Social Determinants of Health
The top social determinants of health initiatives that both commercial and Medicare payers have implemented are offering greater access to telehealth and providing services to support health and medicine literacy. In addition, commercial payers with more than half of lives said they offer services to assist in health/medicine language barriers, and payers with more than half of Medicare beneficiaries said they provide transportation to and from medical appointments. Oncologists said that socioeconomic status is the top non-medical factor that impacts their AML patients’ access to health care services, followed closely by occupation and job security and then familial/other support.
Message: “Quizartinib is indicated for the treatment of adult patients with newly diagnosed acute myeloid leukemia that is FLT3-ITD positive. 25% of newly diagnosed AML cases have the FLT3-ITD mutation, which is associated with shorter survival. In clinical trials, quizartinib was studied with standard cytarabine and anthracycline induction and standard cytarabine consolidation chemotherapy. There was some QT prolongation in clinical trials, which will require ECG [electrocardiogram] monitoring for patients taking this drug.”
Payer Thoughts: “There are other FLT3 inhibitors in the market, such as Xospata or Cabometyx. While this quizartinib is expected to have less side effects as it has a more targeted approach, a head-to-head trial or some real-world evidence would help with the assessment. Understanding the limitation of oncology studies and having placebo or active treatment arms, even an indirect treatment comparison, would be helpful.”
FDA Approves Vanflyta
On July 20, 2023, the FDA approved Daiichi Sankyo, Inc.’s Vanflyta (quizartinib), in combination with standard cytarabine and anthracycline induction and cytarabine consolidation, and as maintenance monotherapy following consolidation chemotherapy for the treatment of adults with newly diagnosed acute myeloid leukemia (AML) that is FLT3 internal tandem duplication (ITD)-positive as detected by an FDA-approved test. The same day, the agency gave another indication to Invivoscribe’s LeukoStrat CDx FLT3 Mutation Assay to include the selection of people with FLT3-ITD positive AML who may be eligible for treatment with Vanflyta.
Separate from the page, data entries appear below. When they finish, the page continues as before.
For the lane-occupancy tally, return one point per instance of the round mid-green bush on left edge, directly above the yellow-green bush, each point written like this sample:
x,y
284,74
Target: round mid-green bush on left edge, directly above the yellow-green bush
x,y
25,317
The drug’s application was given priority review, as well as fast track and orphan drug designations; the review used the Assessment Aid. Dosing for the tablet is 35.4 mg once daily on days one through 21 of induction for up to two cycles, then 35.4 mg on days six through 19 of consolidation for up to four cycles and then during maintenance, 26.5 mg once daily on days one to 14 and then 53 mg once daily thereafter for up to 36 28-day cycles. The drug’s price per tablet for both the 17.7 mg and 26.5 mg is $546, for an annual price of $199,290.
FDA Approves Omisirge
On April 17, 2023, the FDA approved Gamida Cell Ltd.’s Omisirge (omidubicel-onlv) for use in people at least 12 years old with hematologic malignancies planned for umbilical cord blood transplantation following myeloablative conditioning to quicken the recovery of neutrophils and reduce the incidence of infection. The agency gave the allogeneic cell therapy priority review, as well as breakthrough therapy and orphan drug designations. Administration is a single dose via intravenous infusion and must be done at a transplant center. The drug’s annual price is $338,000.